Ab Rootliep


Interviewee: Ab Rootliep, born 1928

Interviewer: Frank Heimans,
            for Baulkham Hills Shire Council

Date of Interview: 3 Sept 2001

Transcription: Catherine Sapir, May, 2006

This interview represents the personal recollections, views and opinions of the interviewee

Ab Rootliep is one of the volunteers at the Hills Tourist Information Centre. He arrived from Holland in 1966 to settle in Castle Hill and has become an unofficial, unpaid but not unrecognised tourism ambassador for the Shire.

I retired from my job in 1993 and in the first one or two years we did a bit of travelling but after a couple of years I thought I want to do a bit more, make myself useful and get out of the house a few times a week. In 1996 I was taken on as a volunteer at the Maritime Museum, which I am still doing today. About the same time, I also knew that in Baulkham Hills they were looking for volunteers to man the Tourist Office which is now located in Dural, the tourist Centre in Dural. I was accepted as a volunteer and I have been doing it for a number of years now and enjoy it very much.

So can you tell me a little bit about the work that you do at the Tourist Information Centre?

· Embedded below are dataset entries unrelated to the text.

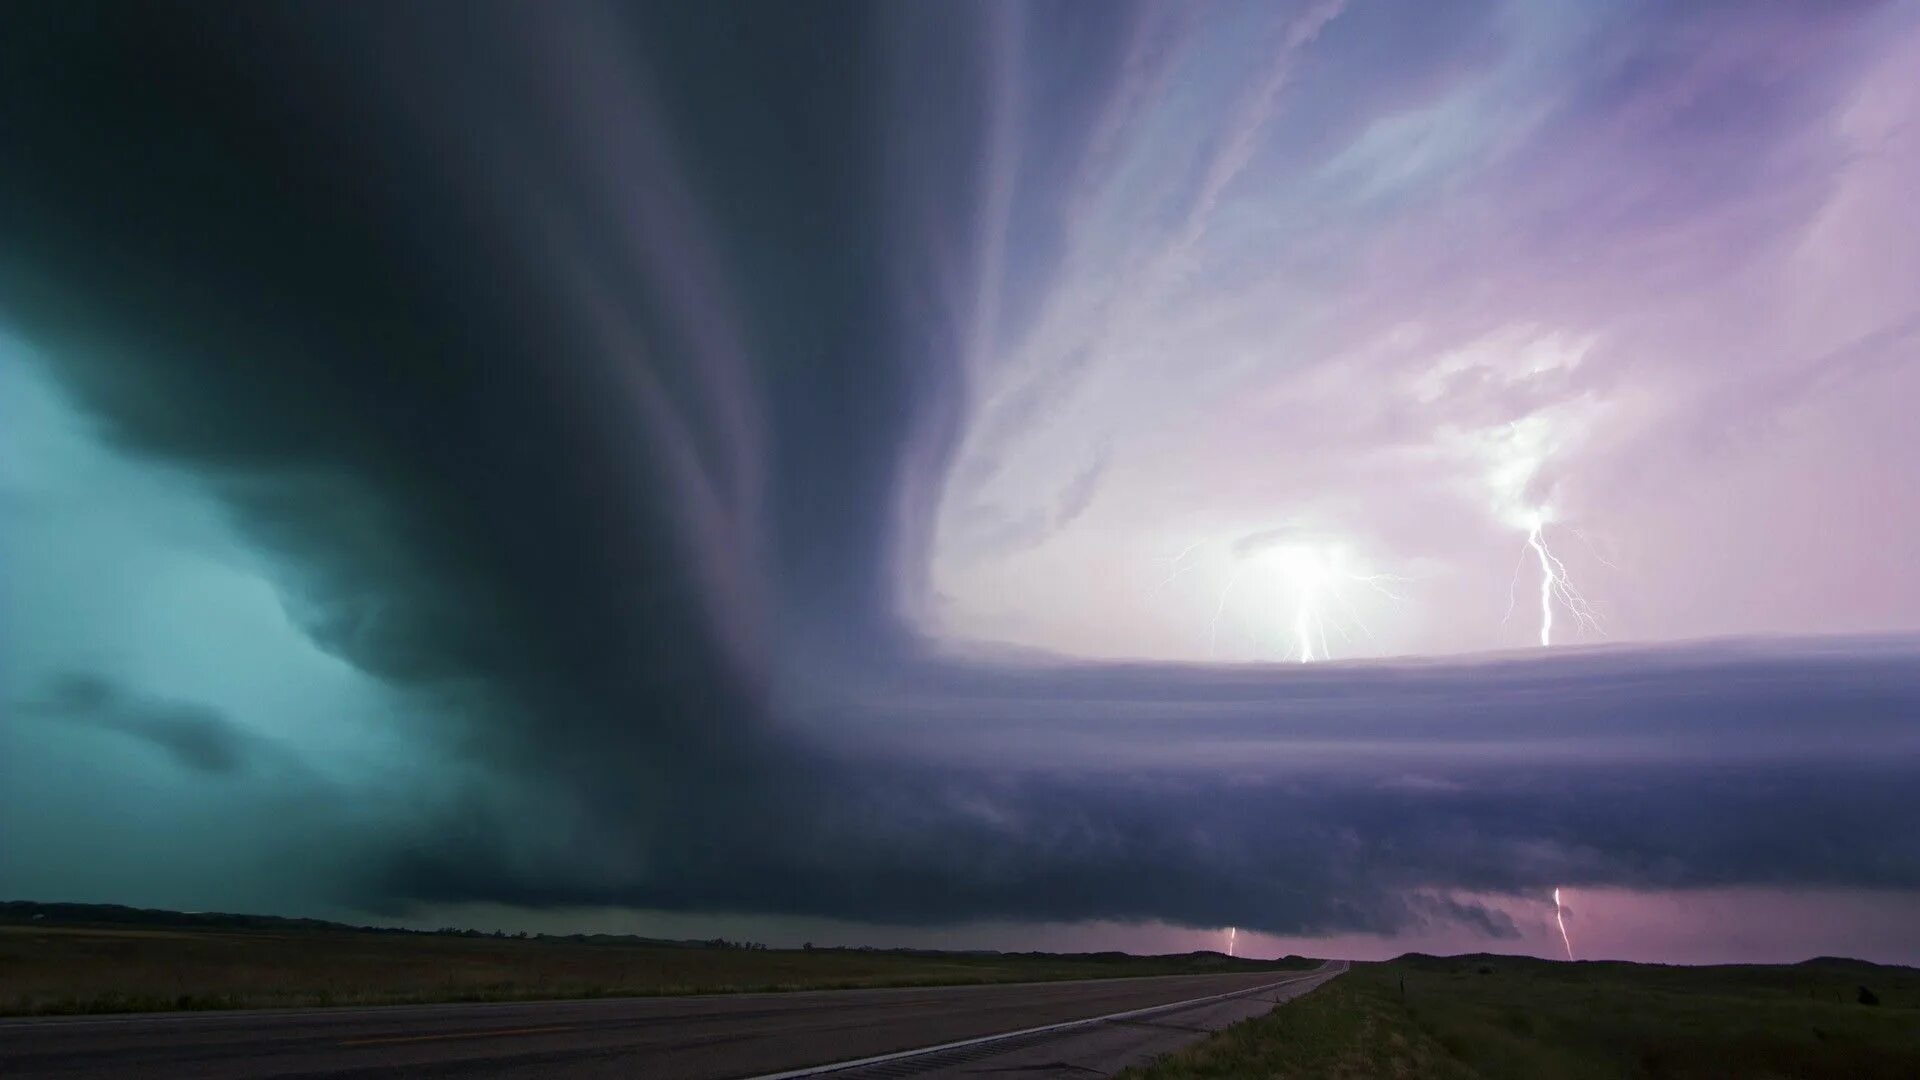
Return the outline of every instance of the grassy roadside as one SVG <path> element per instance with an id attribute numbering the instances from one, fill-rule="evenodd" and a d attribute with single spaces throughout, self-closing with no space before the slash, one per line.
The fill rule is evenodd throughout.
<path id="1" fill-rule="evenodd" d="M 1404 980 L 1404 996 L 1401 990 Z M 1869 989 L 1877 1005 L 1860 1001 Z M 1920 971 L 1409 957 L 1348 974 L 1126 1080 L 1920 1076 Z"/>
<path id="2" fill-rule="evenodd" d="M 1412 1023 L 1377 965 L 1345 975 L 1265 1016 L 1235 1024 L 1122 1080 L 1271 1077 L 1348 1080 L 1374 1076 L 1471 1077 L 1446 1048 Z"/>
<path id="3" fill-rule="evenodd" d="M 826 990 L 1312 966 L 1217 953 L 699 948 L 352 930 L 0 925 L 0 1015 Z"/>

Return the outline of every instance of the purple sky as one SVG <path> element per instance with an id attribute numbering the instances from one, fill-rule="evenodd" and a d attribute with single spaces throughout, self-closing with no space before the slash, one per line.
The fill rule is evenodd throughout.
<path id="1" fill-rule="evenodd" d="M 1071 168 L 1006 21 L 930 633 L 1527 645 L 1534 515 L 1557 643 L 1914 627 L 1911 6 L 1156 7 Z"/>

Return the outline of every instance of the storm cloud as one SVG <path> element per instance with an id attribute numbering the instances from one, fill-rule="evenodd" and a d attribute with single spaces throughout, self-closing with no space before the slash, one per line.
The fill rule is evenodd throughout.
<path id="1" fill-rule="evenodd" d="M 244 728 L 203 705 L 129 698 L 98 676 L 68 675 L 38 700 L 14 702 L 22 717 L 66 721 L 151 743 L 181 766 L 208 773 L 246 768 L 256 752 Z"/>
<path id="2" fill-rule="evenodd" d="M 1839 183 L 1796 171 L 1808 132 L 1847 72 L 1882 70 L 1875 27 L 1920 31 L 1873 5 L 1701 8 L 1681 29 L 1711 47 L 1679 57 L 1635 44 L 1662 18 L 1642 5 L 1570 27 L 1385 7 L 9 11 L 0 363 L 55 435 L 0 432 L 23 462 L 0 473 L 7 542 L 84 592 L 94 556 L 62 537 L 191 517 L 199 561 L 167 572 L 192 583 L 141 625 L 227 627 L 204 633 L 237 658 L 242 624 L 214 617 L 240 601 L 218 598 L 270 597 L 317 651 L 298 660 L 314 718 L 272 741 L 328 793 L 300 831 L 332 857 L 300 886 L 315 903 L 1500 936 L 1468 894 L 1920 889 L 1913 830 L 1890 827 L 1914 819 L 1920 641 L 1795 594 L 1751 629 L 1799 636 L 1663 644 L 1724 628 L 1662 624 L 1661 600 L 1644 644 L 1482 654 L 1522 537 L 1463 524 L 1489 496 L 1447 501 L 1436 464 L 1627 402 L 1633 423 L 1564 442 L 1626 449 L 1543 451 L 1523 485 L 1618 506 L 1636 462 L 1709 439 L 1728 406 L 1704 331 L 1621 314 L 1667 287 L 1636 244 L 1684 245 L 1679 222 L 1799 235 Z M 1541 77 L 1516 57 L 1575 38 L 1610 44 L 1538 114 L 1475 111 Z M 1444 137 L 1395 126 L 1447 102 Z M 1651 187 L 1592 175 L 1655 151 Z M 1325 209 L 1287 216 L 1307 204 Z M 1527 276 L 1576 250 L 1580 303 L 1571 276 Z M 1509 282 L 1569 329 L 1514 331 Z M 1304 299 L 1259 324 L 1283 295 Z M 1294 359 L 1252 364 L 1261 335 Z M 1698 348 L 1636 412 L 1630 346 L 1655 339 Z M 1858 340 L 1858 378 L 1910 374 L 1886 359 L 1910 334 Z M 1764 358 L 1756 416 L 1837 392 L 1796 364 L 1826 339 L 1797 341 Z M 1249 372 L 1280 389 L 1239 393 Z M 1316 446 L 1333 464 L 1246 479 Z M 105 475 L 61 465 L 83 448 L 128 490 L 212 509 L 62 510 Z M 1870 479 L 1920 523 L 1910 476 Z M 1232 556 L 1192 584 L 1351 529 L 1362 492 L 1396 503 L 1366 533 L 1409 580 L 1475 568 L 1379 646 L 1438 658 L 1193 662 L 1215 592 L 1178 602 L 1178 647 L 1149 647 L 1172 624 L 1134 601 L 1180 567 L 1135 546 Z M 1729 515 L 1751 509 L 1737 494 Z M 1228 509 L 1166 527 L 1203 500 Z M 1844 562 L 1877 541 L 1832 542 Z M 1750 587 L 1790 590 L 1762 573 L 1788 548 L 1754 543 Z M 208 590 L 203 562 L 244 583 Z M 1117 567 L 1145 584 L 1114 587 Z M 125 635 L 162 650 L 139 652 L 87 614 L 113 601 L 12 573 L 7 639 L 36 643 L 7 700 L 37 704 L 9 705 L 0 770 L 55 753 L 36 732 L 67 717 L 247 771 L 255 721 L 147 685 L 164 635 Z M 1666 574 L 1646 592 L 1700 580 Z M 1882 584 L 1920 596 L 1910 572 Z M 257 652 L 204 677 L 271 675 Z M 100 674 L 57 681 L 76 670 Z M 44 797 L 0 793 L 16 821 Z M 0 888 L 71 886 L 47 855 Z"/>

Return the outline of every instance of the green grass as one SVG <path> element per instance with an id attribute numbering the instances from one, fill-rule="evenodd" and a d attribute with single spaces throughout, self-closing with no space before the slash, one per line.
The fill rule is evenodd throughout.
<path id="1" fill-rule="evenodd" d="M 0 925 L 0 1014 L 851 989 L 1281 966 L 1206 953 L 747 950 L 345 929 Z"/>
<path id="2" fill-rule="evenodd" d="M 1406 957 L 1125 1076 L 1911 1080 L 1920 971 Z"/>

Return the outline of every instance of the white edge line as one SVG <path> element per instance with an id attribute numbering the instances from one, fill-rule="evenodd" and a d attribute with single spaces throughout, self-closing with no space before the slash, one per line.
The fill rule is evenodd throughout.
<path id="1" fill-rule="evenodd" d="M 1257 994 L 1262 990 L 1271 990 L 1276 986 L 1292 986 L 1294 983 L 1305 982 L 1308 979 L 1321 975 L 1337 975 L 1340 971 L 1345 970 L 1345 968 L 1341 968 L 1333 972 L 1313 971 L 1305 975 L 1295 976 L 1291 979 L 1281 979 L 1279 982 L 1270 982 L 1264 986 L 1250 986 L 1245 990 L 1229 990 L 1224 994 L 1190 998 L 1186 1001 L 1171 1001 L 1165 1005 L 1149 1005 L 1144 1009 L 1128 1009 L 1125 1012 L 1108 1013 L 1105 1016 L 1089 1016 L 1084 1020 L 1066 1020 L 1058 1024 L 1041 1024 L 1039 1027 L 1021 1028 L 1019 1031 L 1002 1031 L 995 1035 L 982 1035 L 974 1039 L 961 1039 L 958 1042 L 921 1046 L 912 1050 L 896 1050 L 891 1054 L 876 1054 L 873 1057 L 855 1058 L 852 1061 L 835 1061 L 826 1065 L 809 1065 L 804 1069 L 788 1069 L 786 1072 L 761 1073 L 758 1076 L 746 1077 L 745 1080 L 796 1080 L 797 1077 L 802 1076 L 820 1076 L 825 1073 L 840 1072 L 844 1069 L 858 1069 L 867 1065 L 879 1065 L 883 1062 L 898 1061 L 901 1058 L 919 1057 L 922 1054 L 937 1054 L 942 1050 L 957 1050 L 963 1046 L 977 1046 L 981 1043 L 999 1042 L 1002 1039 L 1017 1039 L 1022 1035 L 1035 1035 L 1042 1031 L 1062 1031 L 1066 1028 L 1085 1027 L 1088 1024 L 1099 1024 L 1108 1020 L 1125 1020 L 1130 1016 L 1145 1016 L 1148 1013 L 1166 1012 L 1170 1009 L 1183 1008 L 1188 1005 L 1205 1005 L 1209 1001 L 1220 1001 L 1230 997 Z"/>

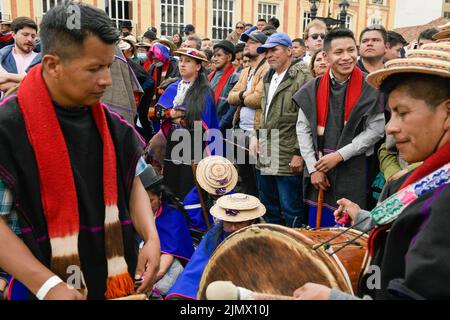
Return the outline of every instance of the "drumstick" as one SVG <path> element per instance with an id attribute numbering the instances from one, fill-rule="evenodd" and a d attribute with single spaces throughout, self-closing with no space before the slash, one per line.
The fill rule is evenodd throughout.
<path id="1" fill-rule="evenodd" d="M 231 281 L 214 281 L 206 288 L 207 300 L 294 300 L 294 297 L 253 292 Z"/>

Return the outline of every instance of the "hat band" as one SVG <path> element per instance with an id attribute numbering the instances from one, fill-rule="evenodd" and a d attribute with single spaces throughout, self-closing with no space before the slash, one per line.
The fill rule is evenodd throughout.
<path id="1" fill-rule="evenodd" d="M 223 194 L 227 193 L 227 189 L 226 188 L 217 188 L 215 190 L 215 192 L 217 195 L 223 195 Z"/>
<path id="2" fill-rule="evenodd" d="M 236 209 L 226 209 L 225 214 L 228 216 L 237 216 L 239 213 L 241 213 L 239 210 Z"/>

If someone walks in the door and asks me what can we see, what can we do here, can you suggest a few things we should do for walks or for driving around – we do have a few people dropping in who are totally lost and they have to get from here to Windsor but don’t know how to get there. We have the odd overseas visitors, of course, who are passing through and they would like some guidance of where to go, what to see and we have all sorts of questions - people wanting to go to a nice restaurant, we may have some young lady coming in looking for a place for a reception for a wedding, all different things. In addition we also have next door to the Information Centre we have an old historic home called The Pines, Roughley House. That house is open to visitors to go through, with a guide of course, so when I feel that when some of my visitors might be interested in seeing an old Australian home, I usually take them through and they’re quite thrilled to see it all. The gentleman who lives there, he is a direct descendant of the old Roughley family who settled here in the mid 1800’s and he is the last one of the line, so he still lives in that house. He was born there 87 years ago. Delightful man, and he is always very, very pleased to meet people, no matter where they come from. The house dates back, according to the records, to 1856. Clive Roughley's grandfather, he was the first one who came into this district and what Clive has done, he has left it basically as it was when he was still living in it with his family.

What we also do in the summer months, once a month we have an open air Jazz Concert at the house in the garden, so we get also involved in that. We provide the tables and chairs and tea and coffee and people can come there and spend a Sunday afternoon bringing their own picnic lunch and listening to jazz. A very, very pleasant way of passing the time here.

How much of your time is involved in the Visitors Information Centre. How often do you go there?

Well I do it once a week, usually on Saturdays from 10 to 4, six hours. We have a number of volunteers, I’m not sure how many we have now, maybe 12 or so, so the idea is that every day there is a different person looking after the Visitors Centre.

In terms of other volunteering activities that you are involved in, you already told me about the Maritime Museum, but you’ve only sketched on it. Tell me a little bit more in detail what you do there.

I do two jobs. One day a week I am a guide, taking people around on the couple of warships that we have and the second day I work as assistant to the manager of the Welcome Wall which is dedicated to migrants and settlers, anyone at all who came to this country and who would like to have their name recorded on this wall. So I am involved with a lot of the administration of that and I do talk to people over the phone. I just remembered in ’96 and 1997 I worked for two years as a volunteer with the St Johns Ambulance Brigade who had a section which trains volunteers to assist schools with providing assistance to young children in the primary school age with reading skills. We were allocated a child who had difficulty in reading or comprehension and then we, as a volunteer, were placed with that child for an hour a day, maybe two hours on a one to one basis and help the child with improving their reading skills and spelling skills. I enjoyed it when I did it.


Sydney Hills Visitor Information Centre 2006

Of all the time, the days in a week, how many days would you spend on volunteering activities would you say?

I do two days a week at the Museum and one day at the Visitors Centre in Dural, so three days a week I am busy volunteering. I am working with a very nice group of volunteers and we have great fun I think.